The TIAN consensus statement2 distinguishes 2 subtypes of TIAN: symptoms related to lesion mass effect causing increased intracranial pressure, hydrocephalus, and/or brain herniation (type I); and localized dysfunction of signaling networks connected to the inflammatory focus (type II). Although distinction of these entities is not always obvious, particular vigilance is warranted in patients who are at risk of type I TIAN given the location of their tumor(s). This is illustrated by the fact that all high-grade TIAN was characterized as type I and the only death from TIAN occurred in a patient with a large infratentorial lesion who died from TIAN-associated mass effect. CAR T-cell treatment of all CNS tumors, including lymphoma, should trigger TIAN surveillance to ensure early recognition and appropriate management. TIAN was managed similarly to ICANS with steroids, interleukin-1 blockade, osmotic agents, and cerebrospinal fluid diversion in severe cases. Focal radiotherapy was also used, which would represent a unique strategy for TIAN.

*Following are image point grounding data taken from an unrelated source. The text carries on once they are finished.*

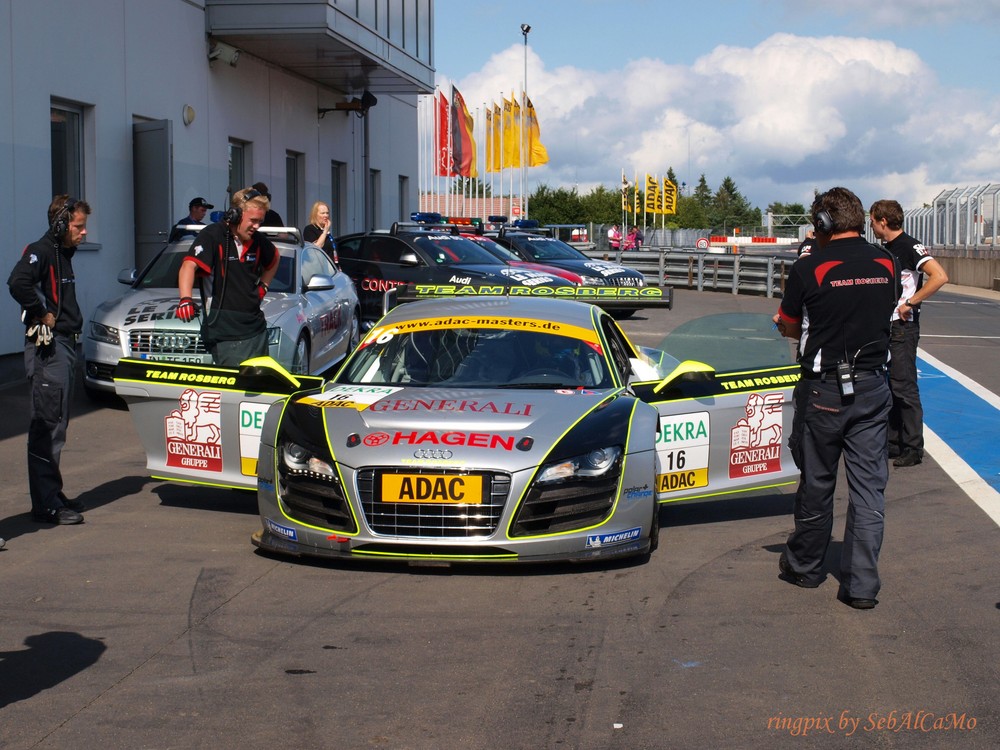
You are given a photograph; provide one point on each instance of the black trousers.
(906, 419)
(826, 428)
(51, 372)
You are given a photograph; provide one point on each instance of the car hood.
(464, 273)
(508, 429)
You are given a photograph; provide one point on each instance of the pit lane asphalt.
(156, 625)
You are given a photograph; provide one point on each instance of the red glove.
(187, 310)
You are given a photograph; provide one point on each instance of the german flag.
(463, 143)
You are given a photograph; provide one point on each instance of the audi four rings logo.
(433, 453)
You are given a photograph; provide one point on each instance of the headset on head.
(60, 222)
(823, 222)
(234, 214)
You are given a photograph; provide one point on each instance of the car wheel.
(654, 529)
(300, 361)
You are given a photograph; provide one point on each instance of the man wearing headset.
(44, 284)
(906, 419)
(837, 303)
(241, 263)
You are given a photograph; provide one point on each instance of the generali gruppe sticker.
(194, 431)
(755, 444)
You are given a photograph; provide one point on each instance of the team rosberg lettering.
(191, 377)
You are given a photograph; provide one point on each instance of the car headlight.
(105, 334)
(300, 460)
(596, 463)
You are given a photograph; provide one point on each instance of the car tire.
(300, 358)
(654, 528)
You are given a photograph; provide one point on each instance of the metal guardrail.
(737, 273)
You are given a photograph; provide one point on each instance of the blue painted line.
(969, 424)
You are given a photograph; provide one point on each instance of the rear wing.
(607, 297)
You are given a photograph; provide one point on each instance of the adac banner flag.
(496, 140)
(463, 144)
(669, 197)
(652, 198)
(537, 153)
(444, 165)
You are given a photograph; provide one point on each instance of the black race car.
(413, 253)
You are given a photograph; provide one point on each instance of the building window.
(293, 189)
(338, 171)
(375, 196)
(67, 150)
(404, 198)
(239, 154)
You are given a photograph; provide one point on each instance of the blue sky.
(892, 98)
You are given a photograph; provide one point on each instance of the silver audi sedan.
(312, 312)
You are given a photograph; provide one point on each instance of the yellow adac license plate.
(432, 488)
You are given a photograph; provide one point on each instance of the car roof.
(563, 311)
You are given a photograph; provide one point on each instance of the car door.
(722, 432)
(327, 310)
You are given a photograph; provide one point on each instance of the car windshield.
(497, 250)
(457, 357)
(730, 341)
(162, 272)
(446, 249)
(546, 248)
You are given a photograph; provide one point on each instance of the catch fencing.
(737, 273)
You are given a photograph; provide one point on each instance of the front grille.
(316, 500)
(433, 520)
(158, 343)
(566, 506)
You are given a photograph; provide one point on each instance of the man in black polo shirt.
(906, 419)
(241, 262)
(837, 303)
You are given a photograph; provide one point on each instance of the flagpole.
(525, 28)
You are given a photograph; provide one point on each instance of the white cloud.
(782, 118)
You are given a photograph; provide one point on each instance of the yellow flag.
(495, 140)
(652, 194)
(669, 197)
(537, 153)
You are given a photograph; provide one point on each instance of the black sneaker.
(791, 576)
(61, 516)
(909, 457)
(855, 602)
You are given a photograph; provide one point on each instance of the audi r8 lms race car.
(312, 312)
(501, 428)
(414, 252)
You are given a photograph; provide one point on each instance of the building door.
(153, 187)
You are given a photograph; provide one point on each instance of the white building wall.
(132, 60)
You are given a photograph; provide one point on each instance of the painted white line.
(981, 493)
(985, 394)
(977, 488)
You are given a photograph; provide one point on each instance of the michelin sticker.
(617, 537)
(682, 448)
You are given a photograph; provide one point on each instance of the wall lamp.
(361, 106)
(222, 51)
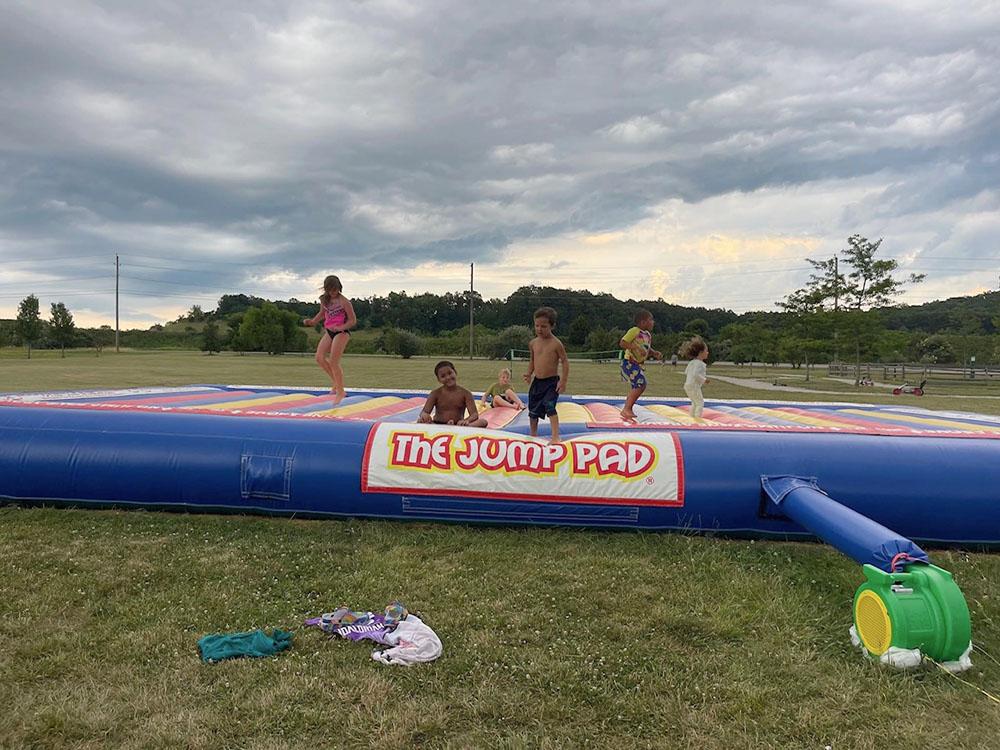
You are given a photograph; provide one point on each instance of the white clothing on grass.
(412, 643)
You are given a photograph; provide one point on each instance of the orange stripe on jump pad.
(913, 420)
(498, 417)
(362, 406)
(303, 401)
(673, 413)
(857, 425)
(388, 410)
(606, 414)
(255, 403)
(570, 413)
(186, 398)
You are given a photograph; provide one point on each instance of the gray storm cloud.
(292, 137)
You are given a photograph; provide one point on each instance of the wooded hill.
(942, 331)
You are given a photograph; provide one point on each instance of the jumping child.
(338, 318)
(637, 343)
(696, 373)
(448, 403)
(501, 394)
(546, 353)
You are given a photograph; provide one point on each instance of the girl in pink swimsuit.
(338, 318)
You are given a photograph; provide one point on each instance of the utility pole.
(116, 302)
(472, 286)
(836, 310)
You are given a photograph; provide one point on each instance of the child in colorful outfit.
(338, 318)
(501, 394)
(696, 373)
(547, 352)
(638, 345)
(449, 403)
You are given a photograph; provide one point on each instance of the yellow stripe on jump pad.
(809, 420)
(252, 403)
(572, 413)
(674, 414)
(345, 411)
(908, 419)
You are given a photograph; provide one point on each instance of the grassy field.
(553, 638)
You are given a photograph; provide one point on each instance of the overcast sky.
(640, 148)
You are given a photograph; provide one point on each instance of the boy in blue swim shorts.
(638, 345)
(547, 353)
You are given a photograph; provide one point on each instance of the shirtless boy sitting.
(547, 352)
(448, 404)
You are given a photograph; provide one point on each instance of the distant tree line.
(844, 312)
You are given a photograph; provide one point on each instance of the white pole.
(472, 268)
(116, 303)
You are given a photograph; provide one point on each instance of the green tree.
(268, 329)
(102, 337)
(28, 324)
(511, 337)
(936, 349)
(63, 326)
(853, 285)
(210, 338)
(407, 343)
(697, 327)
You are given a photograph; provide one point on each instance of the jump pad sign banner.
(607, 468)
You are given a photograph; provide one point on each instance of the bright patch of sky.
(698, 154)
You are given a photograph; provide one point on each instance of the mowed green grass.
(552, 638)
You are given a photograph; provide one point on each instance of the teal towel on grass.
(253, 643)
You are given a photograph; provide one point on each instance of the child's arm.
(470, 407)
(561, 353)
(314, 319)
(428, 410)
(352, 319)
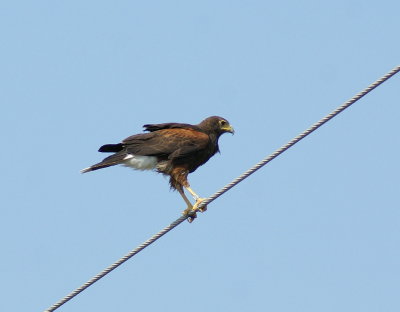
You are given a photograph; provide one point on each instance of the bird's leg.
(198, 200)
(189, 210)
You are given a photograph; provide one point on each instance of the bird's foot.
(196, 205)
(190, 211)
(190, 214)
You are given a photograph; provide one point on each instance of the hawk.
(173, 149)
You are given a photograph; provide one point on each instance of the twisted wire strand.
(226, 188)
(301, 136)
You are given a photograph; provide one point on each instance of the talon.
(198, 202)
(190, 214)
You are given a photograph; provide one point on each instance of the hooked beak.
(229, 129)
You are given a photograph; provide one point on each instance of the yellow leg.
(189, 211)
(198, 200)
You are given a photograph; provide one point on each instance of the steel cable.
(226, 188)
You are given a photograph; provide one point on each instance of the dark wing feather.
(168, 143)
(170, 125)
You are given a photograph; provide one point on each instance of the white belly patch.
(140, 162)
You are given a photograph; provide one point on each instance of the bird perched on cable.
(174, 149)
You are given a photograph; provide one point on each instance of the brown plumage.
(173, 149)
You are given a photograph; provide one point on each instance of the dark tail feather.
(109, 161)
(96, 167)
(111, 148)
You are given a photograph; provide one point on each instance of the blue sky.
(318, 229)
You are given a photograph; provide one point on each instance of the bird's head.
(216, 124)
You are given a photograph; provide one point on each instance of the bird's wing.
(170, 125)
(171, 143)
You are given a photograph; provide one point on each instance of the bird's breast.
(140, 162)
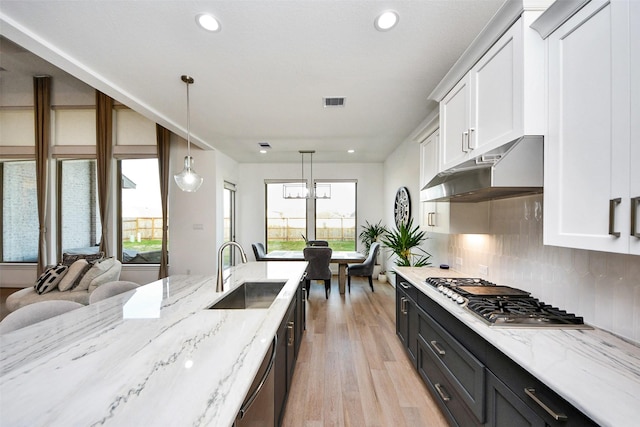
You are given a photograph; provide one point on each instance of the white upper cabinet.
(591, 160)
(500, 99)
(428, 159)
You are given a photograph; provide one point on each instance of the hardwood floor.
(352, 369)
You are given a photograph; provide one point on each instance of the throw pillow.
(68, 259)
(98, 269)
(50, 279)
(76, 270)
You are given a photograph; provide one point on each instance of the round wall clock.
(402, 207)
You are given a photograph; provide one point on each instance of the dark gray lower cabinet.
(407, 318)
(289, 339)
(474, 383)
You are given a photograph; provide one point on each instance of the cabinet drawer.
(451, 403)
(504, 407)
(463, 371)
(408, 289)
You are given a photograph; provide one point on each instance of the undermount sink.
(250, 295)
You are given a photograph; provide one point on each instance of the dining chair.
(111, 289)
(319, 258)
(366, 268)
(317, 243)
(259, 251)
(36, 312)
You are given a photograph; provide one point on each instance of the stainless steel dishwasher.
(258, 408)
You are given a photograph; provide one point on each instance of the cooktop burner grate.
(504, 306)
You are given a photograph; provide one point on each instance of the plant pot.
(376, 270)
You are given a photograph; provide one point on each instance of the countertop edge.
(602, 401)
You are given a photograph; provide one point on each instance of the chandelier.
(301, 190)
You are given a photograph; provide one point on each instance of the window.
(140, 211)
(19, 212)
(335, 218)
(229, 222)
(286, 219)
(78, 213)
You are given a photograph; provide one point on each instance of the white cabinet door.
(586, 189)
(500, 99)
(454, 125)
(496, 84)
(634, 158)
(428, 160)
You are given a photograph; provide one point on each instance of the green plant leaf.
(402, 241)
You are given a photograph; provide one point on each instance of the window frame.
(315, 206)
(267, 182)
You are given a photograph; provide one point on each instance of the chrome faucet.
(243, 255)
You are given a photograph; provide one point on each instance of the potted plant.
(402, 242)
(382, 276)
(371, 233)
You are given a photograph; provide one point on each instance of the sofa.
(87, 277)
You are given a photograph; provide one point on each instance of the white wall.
(402, 169)
(196, 219)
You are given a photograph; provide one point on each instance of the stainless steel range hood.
(513, 169)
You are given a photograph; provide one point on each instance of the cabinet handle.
(292, 338)
(469, 147)
(465, 141)
(634, 215)
(403, 305)
(612, 218)
(531, 392)
(437, 348)
(442, 392)
(247, 403)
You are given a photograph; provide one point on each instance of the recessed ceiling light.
(386, 20)
(208, 22)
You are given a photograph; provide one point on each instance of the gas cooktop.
(503, 305)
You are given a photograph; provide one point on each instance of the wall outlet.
(484, 270)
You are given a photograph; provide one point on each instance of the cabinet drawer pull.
(634, 217)
(403, 305)
(437, 348)
(469, 147)
(612, 217)
(292, 337)
(531, 392)
(442, 392)
(465, 141)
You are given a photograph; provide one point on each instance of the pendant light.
(300, 190)
(188, 180)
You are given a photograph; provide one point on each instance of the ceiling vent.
(333, 102)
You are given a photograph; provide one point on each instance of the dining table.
(342, 258)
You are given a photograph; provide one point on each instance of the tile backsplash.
(601, 287)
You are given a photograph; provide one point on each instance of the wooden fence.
(141, 228)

The original TIAN criteria were designed to apply to all CNS tumors, but this study must be applied with caution to disease settings other than CNS lymphoma. First, the TIAN criteria were modified to exclude patients who only had headache and fever. This likely increased the specificity of the findings but hampers comparison with other studies that use the unmodified criteria. Second, the magnetic resonance imaging findings associated with TIAN (increased size of contrast enhancement with concurrent decrease of diffusion restriction) may not apply to other tumor types. Distinguishing TIAN from tumor progression remains a difficult task, with radiographic and examination findings often equivocal in the acute setting. The timing of symptoms can be helpful here. With the benefit of a retrospective analysis, Kaulen et al found that neurologic worsening due to progressive disease was noted a median of 22 days after CAR T-cell infusion, whereas TIAN was much earlier.
Clinical studies going forward should distinguish TIAN from ICANS not only because of differences in management but also because TIAN may be an indicator of effective tumor killing by CAR T cells. Although ICANS occurs independent of tumor location, location is fundamental to TIAN.
Conflict-of-interest disclosure: The authors declare no competing financial interests.